18. W końcu mnie tam doprowadziłeś.

759 26 9
                                    

Godzina 15:25 a zajęcia i powrót do domu mam już zaliczony. Oprócz tych wszystkich plotek które już trochę ucichły dzień był w porządku. Matt z Mią i Laurą bardzo mnie pocieszają i wspierają. Phillip nadal się do mnie nie odzywa, więc ja też nie będę. Weszłam do domu i zdjęłam buty. Skierowałam się w stronę kuchni aby się napić. Zastałam tam Mattheo a na kanapie w salonie ujrzałam Rose i tych dwóch typków których imion nie znam, a trochę głupio mi tak zapytać: ej mam pytanie, jak macie na imię?

Trochę głupio, prawda?

- Cześć. - po dłuższej chwili coś powiedziałam bo nie powiem było trochę niezręcznie w tej grobowej ciszy.

- Hej Anas. Słuchaj bo my mamy wiadomość dla ciebie tylko nie wiemy czy się zgo... - Rose zaczęła mówić tym swoim głosem który był słodki ale miał w sobie tą nutkę ostrości. Jednak dane jej dokończyć, nie było.

- Rose kurwa możesz chociaż raz się zamknąć?! - warknął na nią Mattheo. Rozumiem że też krzyczał na mnie czy po prostu od tak sobie krzyczał. Jednak ten krzyk był inny. Był straszny. Był taki po którym przeszły mnie ciarki.

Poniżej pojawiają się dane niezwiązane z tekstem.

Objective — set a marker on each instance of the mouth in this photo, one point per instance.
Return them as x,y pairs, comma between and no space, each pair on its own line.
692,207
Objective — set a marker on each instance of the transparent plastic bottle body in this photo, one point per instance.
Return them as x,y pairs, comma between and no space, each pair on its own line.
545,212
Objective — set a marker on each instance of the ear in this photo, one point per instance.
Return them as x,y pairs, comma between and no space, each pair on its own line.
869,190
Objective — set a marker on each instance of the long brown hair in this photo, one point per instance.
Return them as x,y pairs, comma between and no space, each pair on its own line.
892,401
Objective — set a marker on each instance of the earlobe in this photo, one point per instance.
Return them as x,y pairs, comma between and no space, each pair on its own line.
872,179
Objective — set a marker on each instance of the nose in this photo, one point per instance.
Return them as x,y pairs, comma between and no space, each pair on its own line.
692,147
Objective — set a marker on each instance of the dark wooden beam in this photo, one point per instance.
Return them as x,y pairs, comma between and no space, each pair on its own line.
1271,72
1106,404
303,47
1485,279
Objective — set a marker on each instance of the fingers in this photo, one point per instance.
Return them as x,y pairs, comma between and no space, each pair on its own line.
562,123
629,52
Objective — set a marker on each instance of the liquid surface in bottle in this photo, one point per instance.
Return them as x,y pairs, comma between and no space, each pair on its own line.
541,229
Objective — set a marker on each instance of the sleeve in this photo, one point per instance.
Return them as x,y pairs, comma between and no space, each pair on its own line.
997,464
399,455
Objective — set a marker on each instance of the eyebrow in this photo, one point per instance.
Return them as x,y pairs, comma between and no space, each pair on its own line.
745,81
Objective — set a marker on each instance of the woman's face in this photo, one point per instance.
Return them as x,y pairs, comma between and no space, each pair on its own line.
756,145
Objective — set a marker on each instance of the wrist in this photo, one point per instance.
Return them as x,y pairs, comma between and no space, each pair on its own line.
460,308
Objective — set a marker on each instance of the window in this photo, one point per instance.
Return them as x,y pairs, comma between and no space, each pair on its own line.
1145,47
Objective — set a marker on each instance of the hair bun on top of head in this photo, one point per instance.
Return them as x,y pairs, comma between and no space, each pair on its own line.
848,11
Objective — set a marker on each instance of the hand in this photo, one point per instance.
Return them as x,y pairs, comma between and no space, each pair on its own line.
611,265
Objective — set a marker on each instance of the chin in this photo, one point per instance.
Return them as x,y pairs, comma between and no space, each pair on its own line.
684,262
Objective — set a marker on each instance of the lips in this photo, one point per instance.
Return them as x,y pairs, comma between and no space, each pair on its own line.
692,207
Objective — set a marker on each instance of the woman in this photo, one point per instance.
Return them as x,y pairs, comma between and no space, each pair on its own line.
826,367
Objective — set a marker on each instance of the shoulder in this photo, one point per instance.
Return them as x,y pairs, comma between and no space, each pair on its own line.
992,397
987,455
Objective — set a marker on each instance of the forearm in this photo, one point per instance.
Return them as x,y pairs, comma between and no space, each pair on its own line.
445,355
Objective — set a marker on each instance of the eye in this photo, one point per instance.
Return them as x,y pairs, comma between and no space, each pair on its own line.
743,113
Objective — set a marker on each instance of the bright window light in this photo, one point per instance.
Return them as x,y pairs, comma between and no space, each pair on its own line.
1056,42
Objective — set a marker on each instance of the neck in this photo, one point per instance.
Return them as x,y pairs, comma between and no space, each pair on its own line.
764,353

- Macie spine czy coś? Daj jej powiedzieć. - powiedziałam trochę przestraszona jednak starałam się tego nie okazywać. Spojrzałam się na dziewczynę która również na mnie spojrzała wzrokiem podziękowania i współczucia.

- A ty zamknij się i kurwa wypierdalaj. Psujesz wszystko. - powiedział patrząc mi prosto w oczy. Był wkurzony. Mocno wkurzony. Nie wiedziałam tylko o co mu chodzi. Nic przecież nie zrobiłam. - czemu wszystkie laski muszą być tak zjebane? Ta mówi to co nie trzeba, ta wszystko niszczy. Po prostu jesteście pojebane. Przysięgam że wszystkie kobiety na tym świecie są dziwne i zjebane. - te słowa nie zabolały mnie. Nie chciało mi się płakać. Tak jak zwykle by było. Skończyły mi się łzy. Spojrzałam tylko na niego złym wzrokiem kiedy szedł usiąść na kanapę.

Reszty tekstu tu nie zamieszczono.